Nuttall is not entirely to blame, but he is a big part of Ukip’s problem. I visited Stoke the day before The Guardian published its initial report on Nuttall’s Hillsborough claims, and even then Nuttall’s campaign manager admitted that he was unlikely to convince the “hard core” of Conservative voters to back him. 

There are manifold reasons for this, but chief among them is that Nuttall, despite his newfound love of tweed, is no Nigel Farage. Not only does he lack his name recognition and box office appeal, but the sad truth is that the Tory voters Ukip need to attract are much less likely to vote for a party led by a Scouser whose platform consists of reassuring working-class voters their NHS and benefits are safe.
 
It is Farage and his allies – most notably the party’s main donor Arron Banks – who hold the most power over Nuttall’s future. Banks, who Nuttall publicly disowned as a non-member after he said he was “sick to death” of people “milking” the Hillsborough disaster, said on the eve of the Stoke poll that Ukip had to “remain radical” if it wanted to keep receiving his money. Farage himself has said the party’s campaign ought to have been “clearer” on immigration. 
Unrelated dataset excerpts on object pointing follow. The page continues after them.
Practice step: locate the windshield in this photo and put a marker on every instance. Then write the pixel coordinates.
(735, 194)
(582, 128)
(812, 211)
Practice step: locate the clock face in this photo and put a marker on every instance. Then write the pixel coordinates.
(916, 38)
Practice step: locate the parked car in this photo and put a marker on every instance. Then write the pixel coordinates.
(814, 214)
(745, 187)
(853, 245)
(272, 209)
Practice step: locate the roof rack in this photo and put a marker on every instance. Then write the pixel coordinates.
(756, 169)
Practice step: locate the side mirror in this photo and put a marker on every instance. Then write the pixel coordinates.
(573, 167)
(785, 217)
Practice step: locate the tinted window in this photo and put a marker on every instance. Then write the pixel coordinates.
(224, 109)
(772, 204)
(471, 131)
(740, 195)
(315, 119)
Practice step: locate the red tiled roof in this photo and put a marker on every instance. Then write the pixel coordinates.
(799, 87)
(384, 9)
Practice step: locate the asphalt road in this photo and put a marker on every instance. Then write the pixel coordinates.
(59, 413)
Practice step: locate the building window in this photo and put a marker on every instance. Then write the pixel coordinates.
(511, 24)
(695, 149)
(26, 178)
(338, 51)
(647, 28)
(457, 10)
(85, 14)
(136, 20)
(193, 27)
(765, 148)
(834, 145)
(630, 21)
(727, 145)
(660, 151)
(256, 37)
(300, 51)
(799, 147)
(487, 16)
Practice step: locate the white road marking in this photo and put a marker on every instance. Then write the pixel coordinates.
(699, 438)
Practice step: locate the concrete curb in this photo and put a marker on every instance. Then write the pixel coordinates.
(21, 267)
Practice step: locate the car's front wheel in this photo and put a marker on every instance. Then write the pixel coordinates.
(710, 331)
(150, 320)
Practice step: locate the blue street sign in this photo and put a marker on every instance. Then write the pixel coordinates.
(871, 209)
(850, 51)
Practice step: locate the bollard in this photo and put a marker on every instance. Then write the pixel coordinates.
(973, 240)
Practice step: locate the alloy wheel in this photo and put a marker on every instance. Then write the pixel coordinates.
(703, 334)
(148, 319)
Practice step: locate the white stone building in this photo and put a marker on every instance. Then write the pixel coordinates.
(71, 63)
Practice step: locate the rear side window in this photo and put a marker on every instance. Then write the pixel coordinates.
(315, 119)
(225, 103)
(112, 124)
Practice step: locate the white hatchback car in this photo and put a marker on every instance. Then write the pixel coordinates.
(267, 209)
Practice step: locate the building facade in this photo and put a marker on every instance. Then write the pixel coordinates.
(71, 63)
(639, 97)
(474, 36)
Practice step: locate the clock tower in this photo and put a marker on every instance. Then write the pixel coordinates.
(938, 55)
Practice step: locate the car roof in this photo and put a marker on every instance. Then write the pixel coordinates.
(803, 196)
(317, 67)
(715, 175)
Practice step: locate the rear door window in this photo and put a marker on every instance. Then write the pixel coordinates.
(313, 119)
Senior party figures are already briefing against Nuttall and his team in the Telegraph, whose proprietors are chummy with the beer-swilling Farage-Banks axis. They deride him for his efforts to turn Ukip into “NiceKip” or “Nukip” in order to appeal to more women voters, and for the heavy-handedness of his pitch to Labour voters (“There were times when I wondered whether I’ve got a purple rosette or a red one on”, one told the paper). 
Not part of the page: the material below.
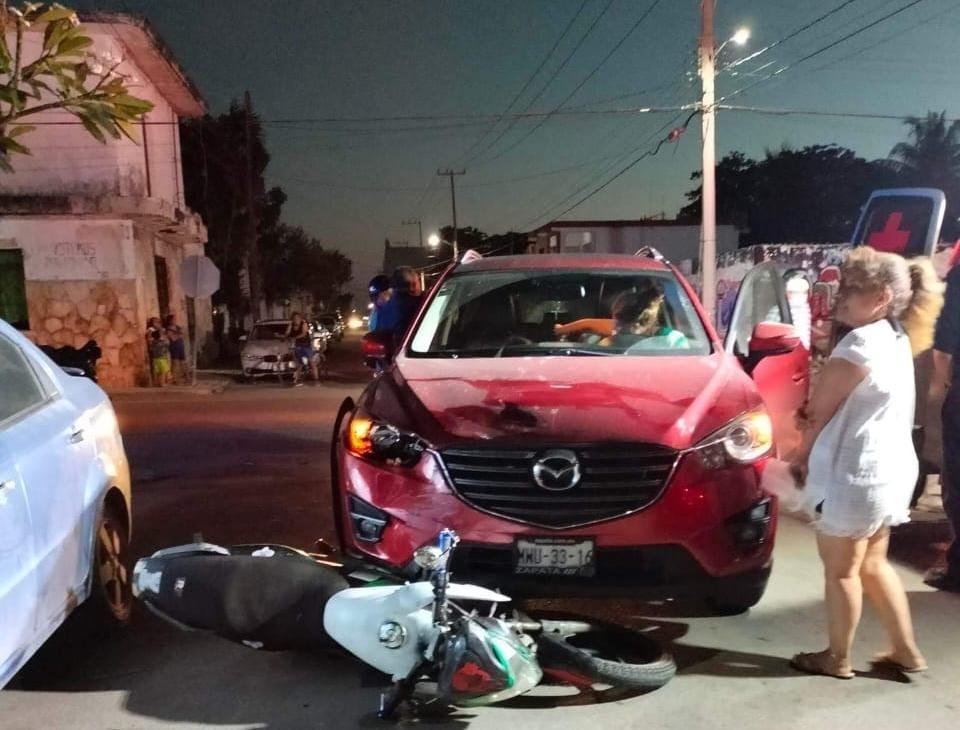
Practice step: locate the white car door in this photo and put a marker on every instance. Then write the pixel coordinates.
(56, 457)
(19, 396)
It is Nuttall’s policy advisers - the anti-Farage awkward squad of Suzanne Evans, MEP Patrick O’Flynn (who famously branded Farage "snarling, thin-skinned and aggressive") and former leadership candidate Lisa Duffy – come in for the harshest criticism. Herein lies the leader's almost impossible task. Despite having pitched to members as a unity candidate, the two sides’ visions for Ukip are irreconcilable – one urges him to emulate Trump (who Nuttall says he would not have voted for), and the other urges a more moderate tack. 

Endorsing his leader on Question Time last night, Ukip’s sole MP Douglas Carswell blamed the legacy of the party’s Tea Party-inspired 2015 general election campaign, which saw Farage complain about foreigners with HIV using the NHS in ITV’s leaders debate, for the party’s poor performance in Stoke. Others, such as MEP Bill Etheridge, say precisely the opposite – that Nuttall must be more like Farage. 

Neither side has yet called for Nuttall’s head. He insists he is “not going anywhere”. With his febrile party no stranger to abortive coup and counter-coup, he is unlikely to be the one who has the final say.